Pettaikaali is a 2022 Indian Tamil-language romantic mystery television series that aired on Aha Tamil. Its producer and showrunner was Vetrimaaran and it was directed by La. Rajkumar.It was produced by Grass Root Film Company, and stars Kishore, Kalaiyarasan, Sheela Rajkumar and Vela Ramamoorthy.

==Cast==
- Kalaiyarasan as Pandi
- Kishore as Muthaiyaa
- Sheela Rajkumar as Thenmozhi
- Bala Hasan
- Antony as Parthiban
- Vela Ramamoorthy as Selvasekharan
- Goutham

==Production==
===Casting===
Kalaiyarasan was cast as the male lead role of Pandi.

== Original soundtrack ==

===Title song===
The title song for Pettaikaali was written by La Rajkumar.
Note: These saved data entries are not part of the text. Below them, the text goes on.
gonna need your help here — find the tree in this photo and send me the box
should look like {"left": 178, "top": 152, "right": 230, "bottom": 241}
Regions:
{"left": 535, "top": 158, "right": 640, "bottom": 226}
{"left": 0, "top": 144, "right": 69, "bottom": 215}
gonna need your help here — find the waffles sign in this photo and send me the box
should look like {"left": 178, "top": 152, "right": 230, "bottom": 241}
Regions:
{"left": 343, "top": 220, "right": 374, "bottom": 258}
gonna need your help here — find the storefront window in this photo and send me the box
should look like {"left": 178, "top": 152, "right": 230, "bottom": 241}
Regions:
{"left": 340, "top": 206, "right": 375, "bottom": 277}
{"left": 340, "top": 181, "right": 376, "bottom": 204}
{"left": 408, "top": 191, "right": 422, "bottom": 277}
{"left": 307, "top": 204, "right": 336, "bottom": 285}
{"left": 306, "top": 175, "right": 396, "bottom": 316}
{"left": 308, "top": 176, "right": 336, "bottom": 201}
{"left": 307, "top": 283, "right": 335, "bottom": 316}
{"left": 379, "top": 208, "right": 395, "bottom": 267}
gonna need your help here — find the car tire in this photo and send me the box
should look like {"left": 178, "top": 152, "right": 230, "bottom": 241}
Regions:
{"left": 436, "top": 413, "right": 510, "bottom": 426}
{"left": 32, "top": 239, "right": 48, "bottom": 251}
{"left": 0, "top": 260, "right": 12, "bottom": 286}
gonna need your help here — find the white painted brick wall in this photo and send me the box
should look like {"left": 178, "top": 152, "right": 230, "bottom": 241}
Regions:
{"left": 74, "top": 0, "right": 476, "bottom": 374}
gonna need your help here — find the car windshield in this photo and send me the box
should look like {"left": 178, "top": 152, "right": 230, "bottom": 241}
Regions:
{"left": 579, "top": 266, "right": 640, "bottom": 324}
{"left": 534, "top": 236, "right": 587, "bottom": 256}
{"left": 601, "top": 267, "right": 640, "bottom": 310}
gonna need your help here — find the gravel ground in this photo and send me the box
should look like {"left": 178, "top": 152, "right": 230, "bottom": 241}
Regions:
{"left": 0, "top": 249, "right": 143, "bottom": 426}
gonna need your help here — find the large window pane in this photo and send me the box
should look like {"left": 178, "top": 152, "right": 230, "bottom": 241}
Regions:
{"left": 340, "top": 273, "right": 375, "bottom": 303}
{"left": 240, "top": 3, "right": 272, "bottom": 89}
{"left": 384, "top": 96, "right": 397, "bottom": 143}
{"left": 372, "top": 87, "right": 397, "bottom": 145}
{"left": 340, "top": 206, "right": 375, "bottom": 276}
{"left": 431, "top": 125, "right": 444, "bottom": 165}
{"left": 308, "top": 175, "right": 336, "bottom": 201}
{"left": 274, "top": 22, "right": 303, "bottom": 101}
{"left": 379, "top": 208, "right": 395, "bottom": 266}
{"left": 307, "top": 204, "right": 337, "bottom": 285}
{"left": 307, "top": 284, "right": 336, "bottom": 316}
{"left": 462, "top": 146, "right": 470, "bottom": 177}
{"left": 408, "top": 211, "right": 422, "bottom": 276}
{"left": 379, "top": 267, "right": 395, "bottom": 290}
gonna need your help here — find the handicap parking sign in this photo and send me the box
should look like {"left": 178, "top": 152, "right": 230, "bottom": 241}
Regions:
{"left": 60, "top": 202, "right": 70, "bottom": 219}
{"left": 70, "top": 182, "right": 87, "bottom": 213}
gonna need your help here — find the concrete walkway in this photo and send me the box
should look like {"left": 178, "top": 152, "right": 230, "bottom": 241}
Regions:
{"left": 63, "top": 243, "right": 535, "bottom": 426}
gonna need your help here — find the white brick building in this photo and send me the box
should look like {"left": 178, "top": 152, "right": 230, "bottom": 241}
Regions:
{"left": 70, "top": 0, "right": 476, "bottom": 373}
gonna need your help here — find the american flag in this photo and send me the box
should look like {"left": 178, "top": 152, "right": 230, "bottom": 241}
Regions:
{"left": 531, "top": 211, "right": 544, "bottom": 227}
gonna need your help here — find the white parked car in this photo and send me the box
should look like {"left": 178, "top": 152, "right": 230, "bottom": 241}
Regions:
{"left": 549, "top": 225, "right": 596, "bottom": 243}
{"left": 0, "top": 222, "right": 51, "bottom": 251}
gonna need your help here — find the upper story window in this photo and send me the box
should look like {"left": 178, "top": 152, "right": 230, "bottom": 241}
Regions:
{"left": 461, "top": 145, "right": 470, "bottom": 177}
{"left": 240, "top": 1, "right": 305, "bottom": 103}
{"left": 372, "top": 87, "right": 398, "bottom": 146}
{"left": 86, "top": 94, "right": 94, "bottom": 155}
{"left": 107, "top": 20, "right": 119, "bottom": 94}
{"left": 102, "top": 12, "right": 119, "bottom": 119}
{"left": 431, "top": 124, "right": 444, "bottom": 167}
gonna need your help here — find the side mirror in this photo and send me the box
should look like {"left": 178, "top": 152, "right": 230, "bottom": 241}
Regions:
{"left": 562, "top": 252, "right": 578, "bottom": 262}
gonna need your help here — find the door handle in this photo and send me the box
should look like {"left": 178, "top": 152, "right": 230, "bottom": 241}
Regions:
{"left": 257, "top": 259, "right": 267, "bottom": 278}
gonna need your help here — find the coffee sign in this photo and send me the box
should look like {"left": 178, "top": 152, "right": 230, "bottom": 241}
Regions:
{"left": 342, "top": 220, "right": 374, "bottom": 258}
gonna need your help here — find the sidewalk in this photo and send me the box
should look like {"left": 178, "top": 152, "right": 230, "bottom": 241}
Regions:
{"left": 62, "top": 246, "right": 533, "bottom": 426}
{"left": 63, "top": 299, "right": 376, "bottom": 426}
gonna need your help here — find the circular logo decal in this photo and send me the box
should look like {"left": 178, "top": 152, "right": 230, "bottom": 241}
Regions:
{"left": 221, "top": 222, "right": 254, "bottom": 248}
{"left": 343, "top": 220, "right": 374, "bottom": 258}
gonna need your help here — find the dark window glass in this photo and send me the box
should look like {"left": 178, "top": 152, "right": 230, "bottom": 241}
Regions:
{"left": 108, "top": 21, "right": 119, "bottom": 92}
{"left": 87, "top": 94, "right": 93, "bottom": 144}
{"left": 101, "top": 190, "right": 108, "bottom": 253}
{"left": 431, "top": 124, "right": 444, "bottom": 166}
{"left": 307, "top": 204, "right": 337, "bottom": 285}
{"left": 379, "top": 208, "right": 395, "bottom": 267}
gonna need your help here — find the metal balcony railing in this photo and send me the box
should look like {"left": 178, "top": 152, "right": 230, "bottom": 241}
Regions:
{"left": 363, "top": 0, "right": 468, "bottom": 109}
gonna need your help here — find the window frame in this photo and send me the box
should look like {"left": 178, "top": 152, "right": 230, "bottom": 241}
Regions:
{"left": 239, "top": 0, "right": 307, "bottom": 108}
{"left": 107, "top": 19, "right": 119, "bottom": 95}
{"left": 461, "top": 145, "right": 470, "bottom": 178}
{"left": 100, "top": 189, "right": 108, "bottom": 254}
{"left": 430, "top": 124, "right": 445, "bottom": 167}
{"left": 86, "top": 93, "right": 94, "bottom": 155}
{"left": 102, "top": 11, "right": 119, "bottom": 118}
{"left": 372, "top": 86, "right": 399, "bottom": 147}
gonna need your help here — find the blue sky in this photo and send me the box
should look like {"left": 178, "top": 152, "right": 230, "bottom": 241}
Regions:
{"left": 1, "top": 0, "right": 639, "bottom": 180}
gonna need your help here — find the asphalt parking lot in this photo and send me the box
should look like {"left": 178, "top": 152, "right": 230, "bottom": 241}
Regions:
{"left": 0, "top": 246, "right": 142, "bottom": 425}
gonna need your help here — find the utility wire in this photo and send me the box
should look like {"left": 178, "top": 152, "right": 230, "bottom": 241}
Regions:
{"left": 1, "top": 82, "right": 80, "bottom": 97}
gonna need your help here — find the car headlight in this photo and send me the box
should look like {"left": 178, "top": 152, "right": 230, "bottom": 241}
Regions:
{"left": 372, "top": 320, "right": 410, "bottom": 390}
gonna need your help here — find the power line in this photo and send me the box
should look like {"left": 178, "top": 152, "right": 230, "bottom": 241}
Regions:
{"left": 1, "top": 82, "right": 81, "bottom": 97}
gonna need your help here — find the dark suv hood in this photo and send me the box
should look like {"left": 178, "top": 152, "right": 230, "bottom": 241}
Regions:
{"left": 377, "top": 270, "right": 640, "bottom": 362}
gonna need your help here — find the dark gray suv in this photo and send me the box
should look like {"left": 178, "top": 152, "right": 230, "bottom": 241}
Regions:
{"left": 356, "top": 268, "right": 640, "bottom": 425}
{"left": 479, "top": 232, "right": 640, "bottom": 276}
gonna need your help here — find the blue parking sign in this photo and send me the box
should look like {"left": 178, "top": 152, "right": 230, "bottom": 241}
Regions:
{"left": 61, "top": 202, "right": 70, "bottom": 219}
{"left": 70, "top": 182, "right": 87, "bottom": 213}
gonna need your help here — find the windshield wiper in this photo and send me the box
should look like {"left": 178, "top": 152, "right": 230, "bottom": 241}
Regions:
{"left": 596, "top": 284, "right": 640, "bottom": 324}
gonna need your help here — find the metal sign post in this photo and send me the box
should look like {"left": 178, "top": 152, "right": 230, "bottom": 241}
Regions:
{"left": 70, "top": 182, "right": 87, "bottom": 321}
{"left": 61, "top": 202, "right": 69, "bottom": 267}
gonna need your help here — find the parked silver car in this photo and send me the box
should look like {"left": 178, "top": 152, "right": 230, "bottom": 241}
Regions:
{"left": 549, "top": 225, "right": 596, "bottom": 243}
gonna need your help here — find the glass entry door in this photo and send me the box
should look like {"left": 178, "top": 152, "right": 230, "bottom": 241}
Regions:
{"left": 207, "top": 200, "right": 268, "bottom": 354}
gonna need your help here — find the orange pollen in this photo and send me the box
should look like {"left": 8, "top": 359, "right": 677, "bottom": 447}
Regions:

It was sung by Santhosh Narayanan.

===Soundtrack===

Track listing
| No. | Title | Lyrics | Singer(s) | Length |
|---|---|---|---|---|
| 1. | "Varaan Paar Pettaikaali (வர்றான் பாரு பேட்டைக்காளி)" | La Rajkumar | Santhosh Narayanan | 2:16 |

==Episodes==

| No. | Title | Directed by | Written by | Original release date |
|---|---|---|---|---|
| 1 | "Thoongum Yerimalayin Peruvedippu" | Raj Kumar | Unknown | 21 October 2022 |
| 2 | "Valvinayum Vanjapperum Pagaiyum" | Raj Kumar | Unknown | 28 October 2022 |
| 3 | "Vanmanenum Kodungoor Aayutham" | Raj Kumar | Unknown | 4 November 2022 |
| 4 | "Kaaliyin Avadharippu" | Raj Kumar | Unknown | 11 November 2022 |
| 5 | "Kadhalin Vazhi Neduga" | Raj Kumar | Unknown | 18 November 2022 |
| 6 | "Anbirkum Undo Adaikunthal" | Raj Kumar | Unknown | 25 November 2022 |
| 7 | "Sadhuranga Kaaigalin Sarivu" | Raj Kumar | Unknown | 2 December 2022 |
| 8 | "Sei Alladhu Sethu Madi" | Raj Kumar | Unknown | 9 December 2022 |

== Release ==
Along with the original version in Tamil, there is also a Telugu language dubbed version on Aha Telugu. The series is also available in Hindi & Marathi language dubbed versions titled as 'Bullfight' streaming on Ultra Play & Ultra Jhakaas app respectively.